Tuesday, February 4, 2014

Living a Tag Line.....In Jefferson, GA

   Traveling yesterday, we took a couple of side trips to catch two more Georgia courthouses. The first one was in Carnesville, the county seat of Franklin County, so named for Ben Franklin of Founding Fathers fame.




   A little farther down I-85 toward Atlanta, we stopped at Jefferson, the county seat of Jackson County, whose courthouse was being renovated.



   We had taken a fairly convoluted route to get into Jefferson, so we stopped at a garage to ask directions back to the interstate. After getting some, and moving on out of town, we came to a spot that I recognized. It was a road coming into us from the north, a road that was the one we had used to get into town in the first place.

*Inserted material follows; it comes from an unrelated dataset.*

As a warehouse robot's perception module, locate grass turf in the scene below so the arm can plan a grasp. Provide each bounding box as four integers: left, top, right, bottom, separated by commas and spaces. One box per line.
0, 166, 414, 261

   But the directions we had did not include a turn there, so I drove on and then decided I had better ask again, just to make sure. Stopping at the first place I saw, a tire store, I pulled in. Heading for the front door, I heard a voice from my right, "Can I help you?".

   This was probably the manager of the facility, and I told him my dilemma. "No problem, just keep on the road you were on, going west, till you get to a stop sign, turn right and you will cross the freeway in about a mile."

   After thanking him, and returning to the car, my wife said that I should get a towel and some water and clean some smeared dirt from my windshield. Good idea because we would be looking straight into the sun as we traveled on west.

   Again, "no problem". "Marvin", he called out, and another man appeared with water, a squeegee, and a towel. As he cleaned, he asked about the streaks on the glass. I told him that I had let the road film dry on there and, when I tried to use my wipers, it just smeared.

   "Maybe you are just low on fluid in your car", he said as he moved back into the tire bay. Returning to the car with a bottle of blue fluid, he opened the reservoir cap, poured and filled it up. "Now you should be good to go", he said as he closed the hood.

   As I thought all about these scenarios this morning, I realized that the picture I should have taken was that of the tire people that he helped so much. But, alas, that photo is only in my mind, and not there for long I fear.

   So I think about that story in the Bible of Abraham sending his servant to the land of his kin to get a wife for Isaac. When the servant stops at a well there, he asks the girl who comes to the well, Rebekah, to give him a drink, and she says, "I'll do that and I will water your camels also".

   That was the attitude of the men in the tire store, and that action reminded me of the tag line that I use on my emails.

   THE SECOND MILE HAS NO TRAFFIC JAMS

   Indeed, I use that line every day, but not too often do I think about it. Maybe God is reminding me to do more than just use a pithy saying, but live it instead.

   Thanks, tire people, my mind is thick, but I finally got it.